The Great Adventure has begun! The joint St. Louis Washington University/Cambridge Laboratory of Molecular Biology project to sequence three megabases of contiguous genomic DNA has been funded under the M.R.C. and N.I.H. Human Genome initiatives. The intention is to develop methods and strategies that will allow us to sequence 1Mb of DNA at each site in the final year of the three year project. It will thus act as a pilot project for the eventual sequencing of the entire genome. There are two elements to our general approach. The first is to reduce the redundancy associated with 'shotgun' sequencing schemes by maximizing the use of directed sequencing with synthetic oligonucleotides.

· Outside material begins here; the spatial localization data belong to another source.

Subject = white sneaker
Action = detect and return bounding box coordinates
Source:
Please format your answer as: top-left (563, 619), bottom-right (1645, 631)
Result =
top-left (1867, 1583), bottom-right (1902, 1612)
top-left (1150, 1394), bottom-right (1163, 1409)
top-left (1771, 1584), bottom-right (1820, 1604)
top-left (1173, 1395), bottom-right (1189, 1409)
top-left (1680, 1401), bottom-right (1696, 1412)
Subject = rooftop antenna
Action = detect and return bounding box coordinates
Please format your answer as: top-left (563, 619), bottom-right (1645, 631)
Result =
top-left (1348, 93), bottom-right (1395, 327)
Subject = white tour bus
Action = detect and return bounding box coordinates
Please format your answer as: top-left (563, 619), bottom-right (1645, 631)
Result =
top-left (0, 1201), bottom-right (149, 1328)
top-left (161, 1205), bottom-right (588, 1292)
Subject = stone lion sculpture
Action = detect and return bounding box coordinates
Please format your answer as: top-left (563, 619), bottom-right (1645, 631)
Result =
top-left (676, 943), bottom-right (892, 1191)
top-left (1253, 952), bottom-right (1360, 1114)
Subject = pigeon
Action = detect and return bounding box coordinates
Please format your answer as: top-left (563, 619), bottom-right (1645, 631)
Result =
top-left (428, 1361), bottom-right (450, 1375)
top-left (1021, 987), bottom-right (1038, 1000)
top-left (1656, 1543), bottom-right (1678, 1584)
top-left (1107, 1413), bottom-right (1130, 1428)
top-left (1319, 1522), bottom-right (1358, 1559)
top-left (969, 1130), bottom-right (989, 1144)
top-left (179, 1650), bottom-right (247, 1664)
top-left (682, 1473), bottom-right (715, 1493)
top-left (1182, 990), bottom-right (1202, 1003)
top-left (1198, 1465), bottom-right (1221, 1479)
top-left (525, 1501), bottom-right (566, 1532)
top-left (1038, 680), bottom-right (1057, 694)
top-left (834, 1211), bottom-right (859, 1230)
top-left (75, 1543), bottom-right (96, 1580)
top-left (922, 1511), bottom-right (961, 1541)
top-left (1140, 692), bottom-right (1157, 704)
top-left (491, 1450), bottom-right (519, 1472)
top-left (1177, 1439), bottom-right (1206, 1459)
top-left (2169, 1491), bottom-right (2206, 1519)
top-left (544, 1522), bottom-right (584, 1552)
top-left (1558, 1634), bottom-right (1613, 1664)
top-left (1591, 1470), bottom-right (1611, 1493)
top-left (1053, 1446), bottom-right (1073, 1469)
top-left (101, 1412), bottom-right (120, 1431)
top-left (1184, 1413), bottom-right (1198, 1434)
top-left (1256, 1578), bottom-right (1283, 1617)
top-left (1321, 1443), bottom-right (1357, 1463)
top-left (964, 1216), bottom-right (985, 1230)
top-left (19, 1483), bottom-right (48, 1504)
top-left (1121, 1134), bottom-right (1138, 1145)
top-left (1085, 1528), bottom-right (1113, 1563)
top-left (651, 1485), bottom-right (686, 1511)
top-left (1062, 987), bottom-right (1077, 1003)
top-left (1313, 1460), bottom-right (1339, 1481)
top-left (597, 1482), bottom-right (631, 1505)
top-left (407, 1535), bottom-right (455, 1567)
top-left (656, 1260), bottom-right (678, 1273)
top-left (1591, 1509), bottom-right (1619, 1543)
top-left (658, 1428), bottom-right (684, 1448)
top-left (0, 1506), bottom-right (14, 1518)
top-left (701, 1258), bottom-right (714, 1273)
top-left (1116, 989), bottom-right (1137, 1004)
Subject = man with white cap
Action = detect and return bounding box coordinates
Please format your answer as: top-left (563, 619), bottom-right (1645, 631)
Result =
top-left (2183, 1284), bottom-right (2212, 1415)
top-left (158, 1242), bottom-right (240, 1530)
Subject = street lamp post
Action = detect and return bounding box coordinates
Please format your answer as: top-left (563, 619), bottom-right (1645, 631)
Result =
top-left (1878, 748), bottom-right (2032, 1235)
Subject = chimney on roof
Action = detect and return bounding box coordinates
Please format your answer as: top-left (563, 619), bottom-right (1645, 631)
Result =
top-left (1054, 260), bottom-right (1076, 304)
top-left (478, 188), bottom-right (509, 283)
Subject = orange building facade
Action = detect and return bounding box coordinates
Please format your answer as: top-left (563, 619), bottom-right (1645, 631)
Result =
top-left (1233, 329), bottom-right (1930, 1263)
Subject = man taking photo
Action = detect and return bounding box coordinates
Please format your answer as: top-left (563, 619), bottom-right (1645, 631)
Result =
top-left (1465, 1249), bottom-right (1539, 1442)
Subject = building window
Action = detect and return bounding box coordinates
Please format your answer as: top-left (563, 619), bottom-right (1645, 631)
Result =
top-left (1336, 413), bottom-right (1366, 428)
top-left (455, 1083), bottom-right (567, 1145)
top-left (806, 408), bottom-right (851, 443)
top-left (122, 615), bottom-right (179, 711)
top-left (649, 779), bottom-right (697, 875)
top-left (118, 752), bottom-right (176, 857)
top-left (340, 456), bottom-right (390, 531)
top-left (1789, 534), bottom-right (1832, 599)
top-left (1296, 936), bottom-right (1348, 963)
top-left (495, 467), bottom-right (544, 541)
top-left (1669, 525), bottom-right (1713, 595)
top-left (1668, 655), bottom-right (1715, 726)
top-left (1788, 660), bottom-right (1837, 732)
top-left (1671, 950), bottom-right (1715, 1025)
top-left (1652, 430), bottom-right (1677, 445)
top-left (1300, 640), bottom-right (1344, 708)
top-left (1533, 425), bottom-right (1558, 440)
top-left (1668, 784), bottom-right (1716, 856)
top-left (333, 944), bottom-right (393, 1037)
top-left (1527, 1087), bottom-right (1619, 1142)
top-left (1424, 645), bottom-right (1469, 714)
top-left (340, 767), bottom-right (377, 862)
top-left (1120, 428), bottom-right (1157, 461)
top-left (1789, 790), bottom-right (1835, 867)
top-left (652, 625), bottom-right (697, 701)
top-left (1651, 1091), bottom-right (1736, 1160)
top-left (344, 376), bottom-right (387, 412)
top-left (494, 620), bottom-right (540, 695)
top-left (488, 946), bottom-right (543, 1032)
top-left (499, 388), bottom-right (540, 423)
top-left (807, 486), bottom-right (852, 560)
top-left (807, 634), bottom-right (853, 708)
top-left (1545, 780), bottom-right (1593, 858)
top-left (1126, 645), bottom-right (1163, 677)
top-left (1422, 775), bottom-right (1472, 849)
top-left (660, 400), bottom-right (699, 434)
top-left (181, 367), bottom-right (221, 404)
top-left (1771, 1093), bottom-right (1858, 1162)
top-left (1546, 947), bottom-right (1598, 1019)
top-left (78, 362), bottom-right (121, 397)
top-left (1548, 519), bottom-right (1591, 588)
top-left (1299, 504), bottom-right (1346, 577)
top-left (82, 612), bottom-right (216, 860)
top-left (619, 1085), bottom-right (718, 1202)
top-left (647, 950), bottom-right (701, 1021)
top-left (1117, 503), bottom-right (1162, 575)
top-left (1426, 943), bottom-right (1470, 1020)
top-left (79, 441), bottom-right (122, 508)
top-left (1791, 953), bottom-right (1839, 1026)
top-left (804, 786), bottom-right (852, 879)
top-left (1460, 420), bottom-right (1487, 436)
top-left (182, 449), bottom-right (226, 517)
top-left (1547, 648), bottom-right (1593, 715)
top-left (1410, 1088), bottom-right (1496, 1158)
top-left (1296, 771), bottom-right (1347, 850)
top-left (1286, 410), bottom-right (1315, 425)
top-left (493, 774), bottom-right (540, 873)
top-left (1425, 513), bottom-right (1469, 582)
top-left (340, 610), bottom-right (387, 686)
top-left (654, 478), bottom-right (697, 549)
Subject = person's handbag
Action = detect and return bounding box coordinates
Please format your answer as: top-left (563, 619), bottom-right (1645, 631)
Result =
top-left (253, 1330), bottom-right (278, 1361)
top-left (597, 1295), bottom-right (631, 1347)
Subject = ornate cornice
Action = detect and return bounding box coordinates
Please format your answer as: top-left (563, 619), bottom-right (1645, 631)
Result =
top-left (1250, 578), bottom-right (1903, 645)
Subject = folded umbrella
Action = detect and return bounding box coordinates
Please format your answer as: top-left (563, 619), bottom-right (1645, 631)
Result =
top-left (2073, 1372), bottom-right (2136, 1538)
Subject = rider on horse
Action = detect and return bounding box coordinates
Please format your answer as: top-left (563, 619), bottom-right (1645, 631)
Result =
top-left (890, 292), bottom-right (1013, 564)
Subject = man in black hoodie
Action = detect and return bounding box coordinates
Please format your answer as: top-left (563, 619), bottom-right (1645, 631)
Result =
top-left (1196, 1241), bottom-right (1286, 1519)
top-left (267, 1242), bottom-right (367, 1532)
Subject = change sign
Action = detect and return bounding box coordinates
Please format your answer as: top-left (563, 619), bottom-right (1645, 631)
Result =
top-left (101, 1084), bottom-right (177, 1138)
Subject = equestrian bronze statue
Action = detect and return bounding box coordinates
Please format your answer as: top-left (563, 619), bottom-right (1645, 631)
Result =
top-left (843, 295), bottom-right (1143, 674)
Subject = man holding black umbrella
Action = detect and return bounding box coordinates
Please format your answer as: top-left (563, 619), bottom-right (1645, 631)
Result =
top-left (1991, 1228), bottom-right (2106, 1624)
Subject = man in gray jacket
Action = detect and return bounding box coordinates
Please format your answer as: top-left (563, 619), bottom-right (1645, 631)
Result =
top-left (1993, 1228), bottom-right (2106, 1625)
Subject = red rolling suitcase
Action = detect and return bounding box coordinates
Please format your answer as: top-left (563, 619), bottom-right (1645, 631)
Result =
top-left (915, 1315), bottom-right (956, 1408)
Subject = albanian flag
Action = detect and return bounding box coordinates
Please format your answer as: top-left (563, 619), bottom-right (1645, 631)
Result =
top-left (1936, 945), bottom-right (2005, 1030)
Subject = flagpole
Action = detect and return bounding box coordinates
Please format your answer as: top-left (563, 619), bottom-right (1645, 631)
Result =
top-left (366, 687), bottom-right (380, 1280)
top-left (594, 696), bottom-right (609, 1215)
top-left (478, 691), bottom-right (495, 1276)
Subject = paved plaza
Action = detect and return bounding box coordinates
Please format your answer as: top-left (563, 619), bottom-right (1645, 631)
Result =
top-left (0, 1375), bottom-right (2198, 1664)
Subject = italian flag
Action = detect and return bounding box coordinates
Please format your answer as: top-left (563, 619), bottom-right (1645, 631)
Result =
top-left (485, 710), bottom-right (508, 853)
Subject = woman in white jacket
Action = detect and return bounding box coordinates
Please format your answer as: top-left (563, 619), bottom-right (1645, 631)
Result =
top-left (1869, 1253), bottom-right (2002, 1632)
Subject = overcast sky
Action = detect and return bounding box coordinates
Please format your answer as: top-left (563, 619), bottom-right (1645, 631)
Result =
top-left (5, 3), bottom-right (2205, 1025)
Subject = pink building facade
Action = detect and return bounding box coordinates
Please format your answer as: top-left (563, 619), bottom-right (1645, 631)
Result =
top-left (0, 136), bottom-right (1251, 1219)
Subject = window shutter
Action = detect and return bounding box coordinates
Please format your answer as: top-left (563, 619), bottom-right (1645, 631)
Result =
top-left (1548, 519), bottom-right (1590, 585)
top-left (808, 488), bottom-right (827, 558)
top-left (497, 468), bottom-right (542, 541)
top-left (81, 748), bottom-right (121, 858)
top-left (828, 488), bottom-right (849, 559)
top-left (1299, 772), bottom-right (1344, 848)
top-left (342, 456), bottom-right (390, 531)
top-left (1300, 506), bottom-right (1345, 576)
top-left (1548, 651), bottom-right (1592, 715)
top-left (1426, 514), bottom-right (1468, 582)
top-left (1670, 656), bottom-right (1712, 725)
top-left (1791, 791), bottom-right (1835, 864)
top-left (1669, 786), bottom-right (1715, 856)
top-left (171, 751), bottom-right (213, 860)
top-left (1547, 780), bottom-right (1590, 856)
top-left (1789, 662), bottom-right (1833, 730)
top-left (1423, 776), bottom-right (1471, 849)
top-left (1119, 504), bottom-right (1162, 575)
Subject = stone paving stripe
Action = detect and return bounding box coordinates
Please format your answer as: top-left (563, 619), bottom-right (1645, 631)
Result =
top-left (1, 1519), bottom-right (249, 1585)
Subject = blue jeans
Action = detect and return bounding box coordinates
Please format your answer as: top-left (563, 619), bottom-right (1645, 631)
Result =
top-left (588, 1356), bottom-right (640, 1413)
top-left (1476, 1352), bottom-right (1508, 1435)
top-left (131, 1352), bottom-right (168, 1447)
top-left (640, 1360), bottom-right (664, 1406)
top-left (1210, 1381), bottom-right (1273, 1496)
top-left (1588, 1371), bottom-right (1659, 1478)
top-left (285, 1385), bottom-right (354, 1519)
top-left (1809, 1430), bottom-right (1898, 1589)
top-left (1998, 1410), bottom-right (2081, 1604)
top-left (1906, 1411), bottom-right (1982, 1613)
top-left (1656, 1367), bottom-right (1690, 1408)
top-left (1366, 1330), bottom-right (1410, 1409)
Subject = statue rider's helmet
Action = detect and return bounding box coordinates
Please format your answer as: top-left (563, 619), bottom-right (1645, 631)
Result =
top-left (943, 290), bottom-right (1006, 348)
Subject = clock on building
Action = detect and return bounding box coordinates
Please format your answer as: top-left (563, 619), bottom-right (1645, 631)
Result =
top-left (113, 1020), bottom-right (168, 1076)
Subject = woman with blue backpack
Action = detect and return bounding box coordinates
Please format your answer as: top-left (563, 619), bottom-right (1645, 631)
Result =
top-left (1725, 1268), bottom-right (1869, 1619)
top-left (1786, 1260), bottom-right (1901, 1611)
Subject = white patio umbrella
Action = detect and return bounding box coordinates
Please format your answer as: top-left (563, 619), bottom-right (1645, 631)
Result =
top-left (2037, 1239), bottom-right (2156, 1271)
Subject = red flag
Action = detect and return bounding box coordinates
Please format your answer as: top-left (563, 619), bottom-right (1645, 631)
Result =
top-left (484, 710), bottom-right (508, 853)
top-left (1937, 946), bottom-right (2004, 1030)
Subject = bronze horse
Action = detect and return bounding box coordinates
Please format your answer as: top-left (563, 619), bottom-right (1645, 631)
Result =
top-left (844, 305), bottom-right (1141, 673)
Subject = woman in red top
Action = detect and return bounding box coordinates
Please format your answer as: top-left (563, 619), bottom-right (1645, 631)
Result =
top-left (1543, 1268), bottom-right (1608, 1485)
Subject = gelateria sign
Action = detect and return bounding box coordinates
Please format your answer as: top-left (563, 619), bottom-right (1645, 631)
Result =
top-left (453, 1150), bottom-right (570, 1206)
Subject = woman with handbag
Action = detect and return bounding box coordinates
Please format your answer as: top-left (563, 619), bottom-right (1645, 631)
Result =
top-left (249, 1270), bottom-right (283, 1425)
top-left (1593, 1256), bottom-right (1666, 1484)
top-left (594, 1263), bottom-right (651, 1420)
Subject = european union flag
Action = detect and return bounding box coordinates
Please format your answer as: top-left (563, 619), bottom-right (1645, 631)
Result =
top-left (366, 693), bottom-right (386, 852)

The second is to make data retrieval and analysis more efficient by the use of direct read-out fluorescence-detection sequencing machines (both sites have ABI and Pharmacia devices) and sophisticated computer control of day to day data generation and analysis. We are currently addressing a number of problems: which vectors and insert sizes are most efficient for subcloning cosmids? What degree of shotgun redundancy should be obtained before oligo walking? How do the sequencing machines compare? Can double stranded sequencing yield data of good enough quality? (Molly Craxton has developed some excellent double-stranded sequencing protocols, available on request, which work well on cosmid and lambda DNA, in addition to sub-clones). We have begun to sequence in the cluster on chromosome III. The Cambridge group have started on the lin-9/unc-32 cosmid ZK637 and are proceeding rightwards to the edge of the cluster while the St. Louis group have started sequencing around sup-5 on the cosmid ZK370. Obviously, the genome map is essential in allowing us to take such a logical ordered approach. A 3Mb sequence should extend from the right edge of the cluster leftwards beyond mec-14. It is our intention to release sequence data to the community as rapidly as possible, probably within two months following completion ( of cosmid sized pieces). This will be done by incorporation into the databases currently being developed (see articles by R.D. and J. T-M in this issue and Bruce Schatz et al WBG 11/4, and submission to EMBL/Genbank libraries). Initial sequence analysis (predicted coding regions, splice sites, library comparisons etc.) will also be included.